The film is beautifully shot, effectively suspenseful in its own way, and all the players are brilliantly cast and directed. But the film's great incongruity is the glacial beauty of Nicole Kidman which is truly stunning and the impoverished milieu in which the action transpires. The movie is also shot in a very glamorous way with bright shiny surfaces and brilliant lighting -- the film is very pretty although the story is not. The glossy aspect of the film, and its fancy narrative technique (it hops around in time with some sequences featuring news and talk show interviews) contrasts very strongly with the film's low-rent pastiche of a film noir.

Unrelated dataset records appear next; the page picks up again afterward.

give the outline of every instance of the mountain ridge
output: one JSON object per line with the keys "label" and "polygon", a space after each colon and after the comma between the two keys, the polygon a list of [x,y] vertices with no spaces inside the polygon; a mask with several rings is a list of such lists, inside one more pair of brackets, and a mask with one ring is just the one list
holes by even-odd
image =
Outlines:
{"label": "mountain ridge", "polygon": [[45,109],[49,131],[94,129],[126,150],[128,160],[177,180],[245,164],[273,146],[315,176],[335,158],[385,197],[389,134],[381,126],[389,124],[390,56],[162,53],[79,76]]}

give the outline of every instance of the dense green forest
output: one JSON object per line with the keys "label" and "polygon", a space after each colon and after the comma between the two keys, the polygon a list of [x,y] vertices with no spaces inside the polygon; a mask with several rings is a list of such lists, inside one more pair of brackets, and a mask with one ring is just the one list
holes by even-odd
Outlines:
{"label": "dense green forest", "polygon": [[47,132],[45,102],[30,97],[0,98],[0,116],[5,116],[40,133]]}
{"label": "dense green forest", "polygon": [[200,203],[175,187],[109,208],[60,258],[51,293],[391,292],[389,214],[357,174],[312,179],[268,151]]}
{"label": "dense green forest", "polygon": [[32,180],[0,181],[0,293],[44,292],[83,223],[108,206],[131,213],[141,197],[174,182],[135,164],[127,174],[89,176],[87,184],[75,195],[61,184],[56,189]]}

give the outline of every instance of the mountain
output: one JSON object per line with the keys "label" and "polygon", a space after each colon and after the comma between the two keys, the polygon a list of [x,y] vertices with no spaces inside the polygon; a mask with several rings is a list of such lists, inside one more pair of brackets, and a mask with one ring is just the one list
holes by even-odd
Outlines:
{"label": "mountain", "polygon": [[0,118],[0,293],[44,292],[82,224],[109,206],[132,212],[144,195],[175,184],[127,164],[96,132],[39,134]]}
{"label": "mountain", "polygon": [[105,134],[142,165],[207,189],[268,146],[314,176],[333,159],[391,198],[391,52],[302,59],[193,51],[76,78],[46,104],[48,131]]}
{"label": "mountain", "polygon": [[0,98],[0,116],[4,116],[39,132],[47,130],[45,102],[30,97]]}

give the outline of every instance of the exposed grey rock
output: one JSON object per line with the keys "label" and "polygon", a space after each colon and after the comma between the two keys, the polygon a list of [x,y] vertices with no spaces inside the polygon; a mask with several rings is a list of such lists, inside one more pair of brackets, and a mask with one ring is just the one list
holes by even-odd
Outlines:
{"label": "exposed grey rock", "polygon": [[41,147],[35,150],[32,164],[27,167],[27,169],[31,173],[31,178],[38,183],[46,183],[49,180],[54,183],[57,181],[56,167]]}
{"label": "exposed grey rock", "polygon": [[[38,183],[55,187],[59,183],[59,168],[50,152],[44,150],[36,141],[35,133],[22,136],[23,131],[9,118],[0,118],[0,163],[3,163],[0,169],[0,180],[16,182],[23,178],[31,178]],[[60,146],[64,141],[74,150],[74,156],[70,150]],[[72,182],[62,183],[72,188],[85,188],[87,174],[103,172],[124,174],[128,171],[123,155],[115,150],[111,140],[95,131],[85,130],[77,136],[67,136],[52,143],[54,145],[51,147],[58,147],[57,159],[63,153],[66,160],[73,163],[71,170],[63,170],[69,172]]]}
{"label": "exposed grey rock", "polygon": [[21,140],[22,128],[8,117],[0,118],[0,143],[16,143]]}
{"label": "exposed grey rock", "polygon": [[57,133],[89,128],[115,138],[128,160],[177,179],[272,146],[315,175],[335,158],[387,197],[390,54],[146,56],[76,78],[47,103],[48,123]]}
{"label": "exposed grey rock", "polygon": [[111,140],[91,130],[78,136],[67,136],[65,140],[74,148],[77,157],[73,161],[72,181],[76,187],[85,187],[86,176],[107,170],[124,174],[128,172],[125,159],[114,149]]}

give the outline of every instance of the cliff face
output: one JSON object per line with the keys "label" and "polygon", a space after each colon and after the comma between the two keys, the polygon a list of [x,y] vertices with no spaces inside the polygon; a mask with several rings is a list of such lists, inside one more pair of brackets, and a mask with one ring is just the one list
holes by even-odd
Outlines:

I've been comparing the movie to Billy Wilder's classic noir, Double Indemnity (1944) but the better, more apt comparison is to The Postman Always Rings Twice (1946) in which a similar plot is played about against the background of a greasy spoon diner. (The film features a cameo by the author, Joyce Maynard, of the novel on which the book is based plus uncredited appearances by George Segal as an unscrupulous motivational speaker who gropes Suzanne and David Cronenberg, oddly sinister as the mobster who kills the heroine.